Stadt Bergisch Gladbach erlaubt Google Street View Kamerafahrten.
    
DIE LINKE. (mit BfBB) fordert Verbot der Kamerafahrten durch Bergisch Gladbach für Google Street View.    Gegen die Stimmen der LINKEN und der BfBB hat der Stadtrat in seiner letzten Sitzung beschlossen, Google Street View die Nutzung der Straßen und die Aufnahme von anliegenden Privathäuser, Wohnungen und Gärten zu erlauben. Mit einer Sondernutzungssatzung erhebt die Stadt lediglich eine Gebühr von 100 € pro gefahrenem Kilometer.  Der Rat hat ein Verbot der Kamerafahrten, wie es die DIE LINKE. (mit BfBB) im Stadtrat gefordert hatte, abgelehnt, da ein generelles Verbot rechtlich nicht durchsetzbar sei.

Heinz Lang, Vorsitzender der BfBB - Bürger für Bergisch Gladbach und Bensberg, meint: “Vielen Menschen verstehen nicht, was Google Street View eigentlich ist und wie ihre Privatsphäre verletzt wird. Es ist Aufgabe der Stadt, die Menschen aufzuklären und zu schützen. Nicht nur die Darstellung von Gesichtern und Nummernschilder verletzen die Privatsphäre, auch private Hausfassaden, Hausnummern und Straßenszenerien etwa mit abgebildeten Passanten sind personenbezogene und damit schützenswerte Daten. Mit diesen Informationen können Häuser ausgespäht werden, um z.B. später dort einzubrechen.“

DIE LINKE. (mit BfBB) fordert, solange es keinen Rechtsanspruch der Hauseigentümer oder Mieter besteht, der Abbildung ihres Gebäudes zu widersprechen, sollte die Stadt diese Kamerafahrten grundsätzlich verbieten. Die Eigentümer sollten nicht nur widersprechen dürfen, sondern sie sollten der Veröffentlichung explizit zustimmen müssen. Google müsste dann mit jedem Eigentümern oder Mieter eine einzelne Vereinbarung schließen, bevor die Daten im Internet frei zugänglich werden.

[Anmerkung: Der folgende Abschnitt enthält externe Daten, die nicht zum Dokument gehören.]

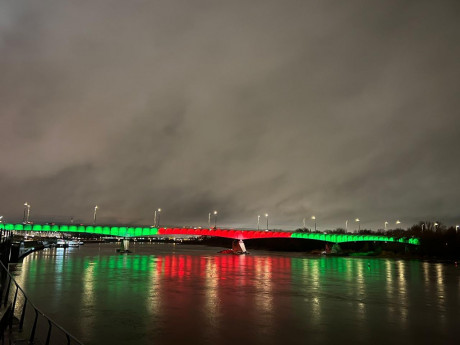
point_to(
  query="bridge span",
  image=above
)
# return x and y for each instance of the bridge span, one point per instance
(133, 231)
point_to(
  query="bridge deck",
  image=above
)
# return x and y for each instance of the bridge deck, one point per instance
(127, 231)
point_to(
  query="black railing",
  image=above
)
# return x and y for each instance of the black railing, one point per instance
(23, 320)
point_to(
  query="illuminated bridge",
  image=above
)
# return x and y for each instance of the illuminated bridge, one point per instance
(125, 231)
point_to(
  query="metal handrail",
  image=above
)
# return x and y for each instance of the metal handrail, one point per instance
(10, 307)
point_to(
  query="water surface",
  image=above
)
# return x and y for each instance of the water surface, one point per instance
(178, 294)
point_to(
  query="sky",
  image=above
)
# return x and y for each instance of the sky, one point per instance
(337, 109)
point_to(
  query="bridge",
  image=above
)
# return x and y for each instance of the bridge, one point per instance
(128, 231)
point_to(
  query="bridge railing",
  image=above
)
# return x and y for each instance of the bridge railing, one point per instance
(22, 320)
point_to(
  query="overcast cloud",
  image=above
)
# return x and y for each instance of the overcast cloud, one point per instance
(296, 108)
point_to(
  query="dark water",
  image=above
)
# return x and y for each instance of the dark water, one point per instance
(179, 294)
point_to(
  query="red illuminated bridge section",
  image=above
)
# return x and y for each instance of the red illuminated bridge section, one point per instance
(235, 234)
(127, 231)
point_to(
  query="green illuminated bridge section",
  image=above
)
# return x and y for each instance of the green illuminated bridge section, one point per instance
(127, 231)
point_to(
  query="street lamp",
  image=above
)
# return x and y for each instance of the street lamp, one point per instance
(94, 215)
(158, 219)
(25, 218)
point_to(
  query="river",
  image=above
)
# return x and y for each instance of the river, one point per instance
(189, 294)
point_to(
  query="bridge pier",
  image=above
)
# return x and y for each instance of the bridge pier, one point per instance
(124, 246)
(238, 247)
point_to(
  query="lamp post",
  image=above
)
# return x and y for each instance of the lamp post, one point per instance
(24, 216)
(95, 214)
(158, 217)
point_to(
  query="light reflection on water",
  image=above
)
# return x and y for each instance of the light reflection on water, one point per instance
(164, 294)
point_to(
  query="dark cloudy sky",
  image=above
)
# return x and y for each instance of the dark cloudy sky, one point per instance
(339, 109)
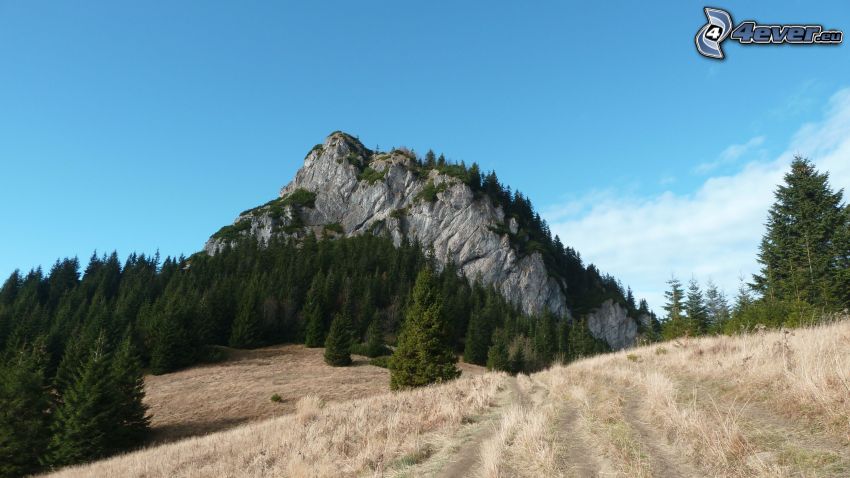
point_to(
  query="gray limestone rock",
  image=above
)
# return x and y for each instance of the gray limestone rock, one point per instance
(438, 210)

Im Bundesministerium der Justiz denkt man über eine gesetzliche Regelung nach. Tomás M. Santillán, Vorsitzender der Fraktion DIE LINKE. (mit BfBB) und Sprecher DIE LINKE. Bergisch Gladbach, denkt: „Solange dieses nicht eindeutige geregelt ist, sollte der Stadtrat statt einer Erlaubnis mit Gebühren ein generelle Verbot aussprechen. Die jetzige Lösung ist eine Einladung an Google. Die zu niedrigen Gebühren von 100 Euro pro KM sind bei ca. 450 Straßenkilometer für das multimilliardenschwere Unternehmen Google nur "Peanuts".“

Die Begründung der Verwaltung, dass ein Verbot nicht durchsetzbar sei, hält Santillan für vorgeschoben, denn auch die Erhebung von Gebühren sei juristisch höchst umstritten. Durch eine Gebührensatzung bekommt Google eine Erlaubnis, die zwar Einnahmen bringen könnte, aber in keinster Weise die Bürgerinnen und Bürger und ihre Privatsphäre schützt. Ein Verbot hätte Kamerafahrten bis zu einer Gerichtsentscheidung zumindest verhindert.

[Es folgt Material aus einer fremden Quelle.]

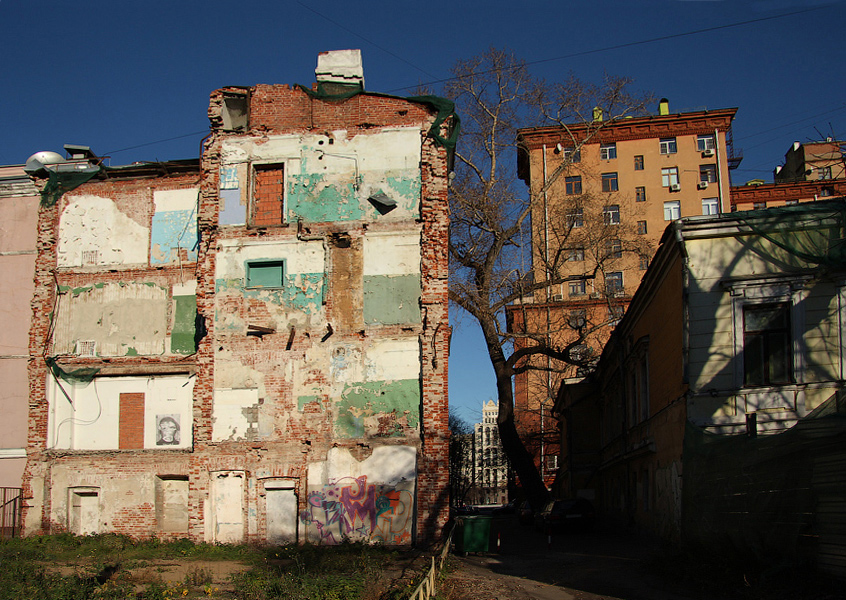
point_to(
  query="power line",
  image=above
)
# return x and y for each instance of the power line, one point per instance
(637, 43)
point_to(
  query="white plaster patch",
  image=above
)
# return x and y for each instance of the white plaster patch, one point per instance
(93, 228)
(386, 465)
(391, 253)
(90, 420)
(230, 420)
(388, 360)
(173, 200)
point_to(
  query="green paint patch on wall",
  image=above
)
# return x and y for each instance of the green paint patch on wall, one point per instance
(303, 400)
(302, 291)
(182, 339)
(392, 299)
(378, 409)
(315, 200)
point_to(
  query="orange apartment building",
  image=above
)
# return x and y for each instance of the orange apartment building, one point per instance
(811, 171)
(595, 229)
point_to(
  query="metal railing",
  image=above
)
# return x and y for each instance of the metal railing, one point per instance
(426, 590)
(10, 515)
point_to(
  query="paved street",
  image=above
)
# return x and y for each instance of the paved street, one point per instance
(602, 565)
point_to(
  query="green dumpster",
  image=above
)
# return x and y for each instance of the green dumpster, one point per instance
(474, 531)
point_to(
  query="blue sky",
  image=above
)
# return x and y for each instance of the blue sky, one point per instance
(132, 79)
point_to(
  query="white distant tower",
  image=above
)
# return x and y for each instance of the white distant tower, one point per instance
(490, 464)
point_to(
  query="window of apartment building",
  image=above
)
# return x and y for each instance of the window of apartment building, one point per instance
(614, 282)
(710, 206)
(705, 142)
(767, 346)
(573, 185)
(576, 254)
(265, 273)
(268, 206)
(669, 176)
(611, 214)
(615, 313)
(613, 248)
(578, 318)
(672, 210)
(608, 151)
(577, 288)
(609, 182)
(708, 173)
(576, 217)
(668, 146)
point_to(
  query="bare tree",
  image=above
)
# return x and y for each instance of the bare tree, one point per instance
(492, 217)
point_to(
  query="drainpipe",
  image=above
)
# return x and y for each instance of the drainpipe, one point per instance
(719, 171)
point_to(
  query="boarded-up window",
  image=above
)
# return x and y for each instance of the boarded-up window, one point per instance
(268, 196)
(172, 503)
(131, 421)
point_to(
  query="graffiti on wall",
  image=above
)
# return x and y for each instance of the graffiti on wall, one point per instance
(352, 509)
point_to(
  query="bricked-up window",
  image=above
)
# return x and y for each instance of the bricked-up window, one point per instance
(131, 421)
(268, 206)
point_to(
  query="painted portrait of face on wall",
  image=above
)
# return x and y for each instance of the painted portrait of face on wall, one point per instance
(167, 430)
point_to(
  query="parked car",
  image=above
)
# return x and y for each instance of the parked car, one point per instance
(575, 514)
(525, 513)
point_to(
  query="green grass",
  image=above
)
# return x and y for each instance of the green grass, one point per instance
(100, 567)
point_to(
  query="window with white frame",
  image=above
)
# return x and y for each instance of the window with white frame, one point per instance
(572, 155)
(610, 182)
(614, 282)
(708, 173)
(577, 288)
(611, 214)
(576, 217)
(710, 206)
(668, 146)
(767, 344)
(576, 254)
(669, 176)
(573, 185)
(608, 151)
(672, 210)
(705, 142)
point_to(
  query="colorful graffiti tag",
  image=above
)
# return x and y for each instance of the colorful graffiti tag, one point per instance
(351, 509)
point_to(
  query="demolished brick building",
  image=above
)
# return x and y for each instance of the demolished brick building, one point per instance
(254, 348)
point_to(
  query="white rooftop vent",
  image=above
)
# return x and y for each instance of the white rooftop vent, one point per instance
(340, 66)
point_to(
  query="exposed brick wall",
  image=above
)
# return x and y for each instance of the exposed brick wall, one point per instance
(310, 435)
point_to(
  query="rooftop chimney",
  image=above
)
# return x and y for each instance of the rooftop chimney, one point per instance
(340, 67)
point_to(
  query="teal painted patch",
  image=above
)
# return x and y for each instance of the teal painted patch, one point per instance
(379, 408)
(392, 299)
(173, 232)
(303, 400)
(185, 316)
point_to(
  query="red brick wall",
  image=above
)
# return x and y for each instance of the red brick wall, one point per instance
(131, 421)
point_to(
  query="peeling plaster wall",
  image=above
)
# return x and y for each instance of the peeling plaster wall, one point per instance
(174, 232)
(329, 178)
(122, 319)
(88, 417)
(94, 224)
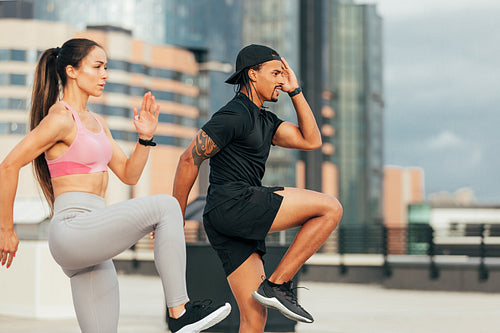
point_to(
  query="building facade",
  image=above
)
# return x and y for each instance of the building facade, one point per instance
(134, 67)
(355, 89)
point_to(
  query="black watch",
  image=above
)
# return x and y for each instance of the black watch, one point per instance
(295, 92)
(147, 142)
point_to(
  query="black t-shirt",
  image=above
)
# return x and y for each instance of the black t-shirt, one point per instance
(244, 133)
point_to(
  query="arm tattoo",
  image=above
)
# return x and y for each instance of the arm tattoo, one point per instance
(204, 148)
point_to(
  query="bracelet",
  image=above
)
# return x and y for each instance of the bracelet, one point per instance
(147, 142)
(295, 92)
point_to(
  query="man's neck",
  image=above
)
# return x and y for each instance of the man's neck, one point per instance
(252, 96)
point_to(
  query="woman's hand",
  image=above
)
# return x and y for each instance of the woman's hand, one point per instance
(8, 246)
(146, 120)
(289, 77)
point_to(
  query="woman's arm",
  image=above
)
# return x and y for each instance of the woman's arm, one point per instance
(55, 127)
(129, 170)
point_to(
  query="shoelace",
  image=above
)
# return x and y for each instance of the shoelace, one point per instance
(206, 303)
(289, 292)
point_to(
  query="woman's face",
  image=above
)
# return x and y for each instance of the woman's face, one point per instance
(92, 73)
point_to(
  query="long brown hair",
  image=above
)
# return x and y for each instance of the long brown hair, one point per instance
(50, 79)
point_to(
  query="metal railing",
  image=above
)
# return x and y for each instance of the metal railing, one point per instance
(480, 240)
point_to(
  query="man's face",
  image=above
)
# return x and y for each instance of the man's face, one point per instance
(268, 80)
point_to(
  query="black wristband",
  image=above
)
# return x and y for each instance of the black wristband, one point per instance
(295, 92)
(147, 142)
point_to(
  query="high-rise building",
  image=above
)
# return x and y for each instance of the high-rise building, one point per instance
(402, 187)
(354, 108)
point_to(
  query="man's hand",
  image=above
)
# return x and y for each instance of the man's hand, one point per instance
(289, 77)
(8, 246)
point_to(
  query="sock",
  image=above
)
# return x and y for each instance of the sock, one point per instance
(273, 284)
(182, 314)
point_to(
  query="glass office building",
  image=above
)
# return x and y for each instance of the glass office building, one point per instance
(356, 97)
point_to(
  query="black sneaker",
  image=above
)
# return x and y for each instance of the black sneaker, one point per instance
(198, 316)
(283, 299)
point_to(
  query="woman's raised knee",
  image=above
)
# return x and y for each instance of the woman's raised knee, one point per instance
(334, 211)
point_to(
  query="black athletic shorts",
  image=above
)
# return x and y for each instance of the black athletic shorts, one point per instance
(238, 227)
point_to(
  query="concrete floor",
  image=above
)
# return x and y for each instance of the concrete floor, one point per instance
(337, 308)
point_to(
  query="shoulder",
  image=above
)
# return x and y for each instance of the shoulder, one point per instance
(99, 117)
(60, 117)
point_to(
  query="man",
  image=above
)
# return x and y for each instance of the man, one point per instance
(240, 211)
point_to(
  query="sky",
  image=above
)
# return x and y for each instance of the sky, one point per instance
(442, 92)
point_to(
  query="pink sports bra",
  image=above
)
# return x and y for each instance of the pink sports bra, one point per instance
(89, 152)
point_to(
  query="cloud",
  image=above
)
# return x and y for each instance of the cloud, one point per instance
(444, 140)
(441, 91)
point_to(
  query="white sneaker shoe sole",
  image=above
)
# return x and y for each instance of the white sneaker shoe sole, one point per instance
(272, 302)
(209, 321)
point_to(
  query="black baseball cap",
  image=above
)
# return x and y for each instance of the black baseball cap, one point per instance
(252, 55)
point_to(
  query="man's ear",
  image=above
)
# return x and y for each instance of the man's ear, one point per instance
(70, 72)
(252, 75)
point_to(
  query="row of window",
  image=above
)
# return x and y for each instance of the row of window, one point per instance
(125, 89)
(130, 67)
(7, 128)
(119, 111)
(162, 73)
(7, 79)
(107, 110)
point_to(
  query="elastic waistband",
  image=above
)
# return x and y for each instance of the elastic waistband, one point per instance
(77, 201)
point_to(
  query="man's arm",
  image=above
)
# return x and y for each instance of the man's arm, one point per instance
(201, 148)
(305, 136)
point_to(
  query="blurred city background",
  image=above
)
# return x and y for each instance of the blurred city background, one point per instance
(412, 168)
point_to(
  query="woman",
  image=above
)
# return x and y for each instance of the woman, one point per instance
(72, 148)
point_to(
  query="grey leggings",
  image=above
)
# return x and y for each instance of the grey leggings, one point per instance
(84, 235)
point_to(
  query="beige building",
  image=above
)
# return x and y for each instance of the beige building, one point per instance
(402, 186)
(135, 67)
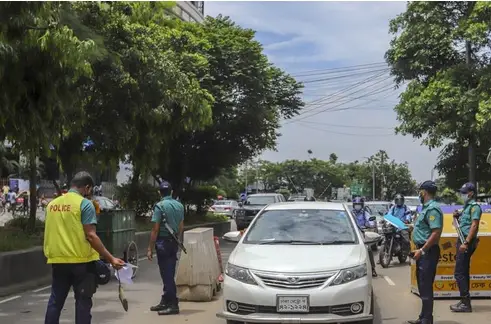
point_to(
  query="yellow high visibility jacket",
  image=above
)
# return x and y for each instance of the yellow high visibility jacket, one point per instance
(64, 236)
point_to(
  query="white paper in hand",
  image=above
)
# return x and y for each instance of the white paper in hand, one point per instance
(125, 273)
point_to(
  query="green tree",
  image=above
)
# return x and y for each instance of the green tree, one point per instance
(441, 49)
(41, 60)
(251, 97)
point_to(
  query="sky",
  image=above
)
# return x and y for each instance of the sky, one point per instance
(349, 111)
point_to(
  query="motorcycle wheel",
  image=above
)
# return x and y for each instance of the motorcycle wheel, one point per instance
(402, 258)
(384, 257)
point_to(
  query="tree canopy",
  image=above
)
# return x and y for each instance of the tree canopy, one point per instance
(441, 49)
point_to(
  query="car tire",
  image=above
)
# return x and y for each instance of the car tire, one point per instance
(241, 227)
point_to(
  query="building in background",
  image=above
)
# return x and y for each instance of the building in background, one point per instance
(192, 11)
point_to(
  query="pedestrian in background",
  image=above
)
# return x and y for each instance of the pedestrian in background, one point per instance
(170, 211)
(426, 236)
(469, 226)
(73, 248)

Die Stadtverwaltung hatte auch den Vorschlag der DIE LINKE. (mit BfBB) abgelehnt, dass Google in der Satzung verpflichtet wird, die Öffentlichkeit über Aufnahmeorte und Zeitpunkte sowie das jetzt schon vorhandene Widerspruchsmöglichkeiten „durch Anzeige in örtlichen Tageszeitungen sowie das Internet“ zu informieren.
„Tatsächlich hat sich der Stadtrat nicht getraut, seine Bürgerinnen und Bürger durch ein Verbot der Sondernutzung vor Google Street View effektiv zu schützen. Google hätte gegen die Stadt klagen müssen und der Ausgang wäre ungewiss. Damit hat der Stadtrat eine Chance verpasst.“ meint Tomás Santillán abschließend.

 

Wie kann ich Google widersprechen, dass mein Haus im Internet erscheint?
Hier Infos und Widerspruchsformulare bei Bundesministerium für Verbraucherschutz.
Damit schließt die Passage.